Here's a show you shouldn't miss: The Cartoons of John T. McCutcheon: Chronicles of A Changing World, at the Chicago Cultural Center through September 27th. The Pulitzer-Prize-winning artist, whose career ran from 1889 through 1946, mostly at the Chicago Tribune, was most of the celebrated artists of his time, and a walk through the exhibition makes it easy to see why.
And today, June 4th, at 12:15 p.m., you can hear exhibition curator - and one of our city's best storytellers - Chicago Cultural Historian Tim Samuelson give a gallery talk. (They'll be one more, on Thursday, July 9th, also at 12:15) The exhibition - and Tim - are in the Chicago Rooms, 2nd floor, Washington Street side.
You can see a few snippets of his opening night tour from last Friday below, which also also illustrate the striking way curator/designer Nathan Mason uses walls of different bright colors to make the rich, mostly black and white drawings pop. Instead of your eyes growing tired as you move row after row, they're refreshed each time you move to a new panel. SPOILER ALERT: stop watching the video after the background goes orange-yellow to avoid learning the secret of the McCutcheon's "Mysterious Stranger" drawings before you see the show.

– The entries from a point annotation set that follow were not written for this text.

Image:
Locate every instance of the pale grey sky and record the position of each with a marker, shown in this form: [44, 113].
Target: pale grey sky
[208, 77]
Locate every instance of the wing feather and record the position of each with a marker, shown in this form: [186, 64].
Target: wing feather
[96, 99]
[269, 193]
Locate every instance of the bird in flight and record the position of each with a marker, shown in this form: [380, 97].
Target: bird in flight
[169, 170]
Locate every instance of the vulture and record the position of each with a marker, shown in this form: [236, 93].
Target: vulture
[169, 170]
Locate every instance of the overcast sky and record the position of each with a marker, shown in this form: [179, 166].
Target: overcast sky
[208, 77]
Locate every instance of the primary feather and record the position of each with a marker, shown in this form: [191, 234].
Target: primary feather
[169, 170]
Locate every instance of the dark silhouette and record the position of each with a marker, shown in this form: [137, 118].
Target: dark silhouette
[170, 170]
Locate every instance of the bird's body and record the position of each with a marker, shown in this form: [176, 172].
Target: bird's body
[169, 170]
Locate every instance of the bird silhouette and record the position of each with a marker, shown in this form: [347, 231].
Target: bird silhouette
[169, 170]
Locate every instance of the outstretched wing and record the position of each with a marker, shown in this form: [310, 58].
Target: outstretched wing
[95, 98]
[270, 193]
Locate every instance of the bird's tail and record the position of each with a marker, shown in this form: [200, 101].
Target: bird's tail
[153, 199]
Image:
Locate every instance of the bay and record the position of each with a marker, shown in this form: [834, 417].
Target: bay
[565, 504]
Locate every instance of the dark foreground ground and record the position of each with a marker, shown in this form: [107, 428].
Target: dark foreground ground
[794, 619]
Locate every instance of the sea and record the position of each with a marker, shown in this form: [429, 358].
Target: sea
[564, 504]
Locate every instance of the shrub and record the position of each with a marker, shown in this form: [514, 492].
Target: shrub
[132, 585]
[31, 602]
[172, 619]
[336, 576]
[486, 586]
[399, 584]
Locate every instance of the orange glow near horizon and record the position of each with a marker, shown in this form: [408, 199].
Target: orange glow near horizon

The Mysterious Stranger is just one of a wide universe of characters populating McCutcheons's series A Chronicle of Social Happenings at Bird Center, from 1903 and 1904, a melodrama in pictures of the goings on in a mythical small town that drew on McCutcheon's own upbringing in Lafayette, Indiana. It was, in the words of a current writer, The Simpsons of its time, immensely popular. So popular, in fact, that it inspired a play written by Chicago novelist George Ade, Captain Fry's Birthday Party, that was performed by members of the fine arts club The Little Room. As documented below, the members happily assuming the identities of various Bird Center characters included Poetry editor and John Wellborn Root biographer Harriet Monroe, and such prominent architects as the Pond brothers, Hugh Garden, and Howard van Doren Shaw, McCutcheon's father-in-law. (click to see larger version.)
Much of McCutcheon's style falls within a fairly conventional center, but there's no shortage of engaging, eccentric accents. One drawing of the cartoonist, shown from behind, sweat shooting out of his head like a nimbus as he struggles against deadline to come up with ideas, could have been drawn by Robert Crumb. Extras filling up a street in another cityscape, by Saul Bass.
And then there's the architecture, depicted, mostly in witty caricature, but sometimes also in sharp detail, not just in the operatically scaled scenes of the rising of the city's skyscrapers, but in the smaller snapshots of its brutal, unsentimental dynamism - an abandoned church turned into a storage warehouse, a closed synagogue a cigar store. Politics and corruption (or should it be politicscorruption?) are also explicated with a satiric acuteness not even Mike Royko could better. Walking through this exhibition, you really feel you've stepped back in time, immersed in the huckster exuberance of Chicago at its boom town peak, all vividly captured byMcCutcheon.